The Modern School: invented by you, Horace Mann, in the early 1800s was genius: a a huge step in the movement toward social equality. It effectively educated the masses and bridged the gap between the less fortunate and the privileged, creating a more equal society as said by Horizon Educational. But nearly 200 years later, our school systems have had a minuscule amount of change. Our understanding of human psychology has developed so much, and what we aim to teach our children has changed dramatically. Why has our school program stayed at your level?
Granted, we have made some improvements without you recently. We have better school lunches and one or two practical classes for money management.
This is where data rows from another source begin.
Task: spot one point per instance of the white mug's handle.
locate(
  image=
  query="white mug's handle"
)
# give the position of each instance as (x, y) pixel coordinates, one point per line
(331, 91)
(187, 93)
But the remainder of your system focuses on the “it will help you problem solve in the future” aspect. 38% of students you’re responsible for never going to college, and of the ones that do go, 40% will drop out. Last year in the US, 40 million students dropped out of their degree program according to the Education Data Initiative. 13 years of mandatory school for what? 40 million people left with book skills for the first 18 years of their lives, with hardly anything else to show.
If young adults had been prepared for real life instead of learning about cell anatomy and math theorems, we might be in a different spot. Instead of dropping out, students can find a way to better themselves and the people around them by finding their passion; instead the sitting through a 40-hour school week and pulling all-nighters just to pass one class. I guess my issue isn’t with the creators of this system but more with those who continue it to this day. We are not in the 1800s anymore. We are not being schooled into factory workers. We are individual people who need to be set up for a successful, free life instead of a life of struggling to stay afloat in this world of opportunists and giant corporations.